At the top of your list is your recruitment advertising budget. Take a look at the channels, sources, spend and ROI over the past year and evaluate whether or not adjustments that help you allocate your spend are necessary. If you’ve been using a CPC (cost per click/conversion) model, a CPA (cost per application) may be a better fit. Talroo’s Target CPA uses job seeker conversion data to bid real-time so that recruitment marketing advertisers reach the right audiences at the right places, at the right time, and at the right price. This enables recruiters and talent acquisition professionals to maximize their applicant flow by bidding efficiently – high enough to be competitive, but not overpaying.
The cost of recruiting outreach is likely to be one of your top line items because it’s the most time intensive. Make sure you factor in time spent by you and your team, events, email marketing, or if any portion of recruitment is outsourced to an agency.
New and/or upgraded technologies.
These are budget items that can help lessen the load like artificial intelligence tools, training for new tech, HRIS or ATS integrations, and recruitment automation. This list will include any technology that supports strategic initiatives like candidate outreach, online learning and career development, virtual platforms to support a virtual or hybrid workforce, employee self-service, and so on. As part of this process, reach out to your current technology vendors to (1) make sure you are using the most up-to-date version and (2) find out if there are new features or integrations that you’re not currently using.
Many companies adopted new technologies in 2020, from video conferencing to messaging platforms, but also virtual interviewing, candidate assessments and screening, and virtual onboarding. While these were initially used in the early days of the pandemic, retaining these technologies can help you and your team speed time to hire even when your workforce returns to a physical location.

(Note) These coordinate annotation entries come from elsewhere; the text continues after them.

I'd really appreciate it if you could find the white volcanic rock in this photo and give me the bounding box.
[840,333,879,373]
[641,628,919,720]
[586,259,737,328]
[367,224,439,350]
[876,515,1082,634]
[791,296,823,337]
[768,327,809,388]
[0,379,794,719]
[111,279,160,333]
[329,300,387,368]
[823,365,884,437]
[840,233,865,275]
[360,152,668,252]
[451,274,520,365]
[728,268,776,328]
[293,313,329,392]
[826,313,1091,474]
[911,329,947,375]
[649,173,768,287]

Related blog: Learn how to advance your DEI efforts with the right HR technology, platforms, and tools.
Newly created roles.
This will depend on your industry, but the pandemic created a need for full-time workers in specialty roles that monitor workplace health and safety. For example, Amazon’s Workplace Health & Safety division hires WHS Specialists (WHSS) that not only ensure OSHA guidelines are followed, but also ensures on-site temperature checks, COVID-19 testing or evaluation, and monitors guidance from federal and state agencies on safety protocols. Many companies have had occupational health and safety roles, but the additional work of monitoring employee health, contact tracing and support for vaccination events fell to HR in the early days of the pandemic.
Finally, in order to create a balanced hiring budget, forecast and strategy, it’s vital that you and your leadership team are on the same page with regards to the initiatives and expectations for organizational planning. If being able to contract and expand your workforce is vital, engaging contract or contract-to-hire candidates will be central to that initiative.
Planning for the coming year and getting the right people in the right places at the right time can be a challenge for any business. Chaotic labor markets can make HR forecasting especially difficult. The good news is that talent acquisition, HR and recruiting are more likely to have a seat at the executive table now, giving you and your team direct insight and a feedback loop for organizational goals. If you build scenario planning into your 2022 budget and forecasting, you’ll have strategies to depend on should your organization need to quickly pivot.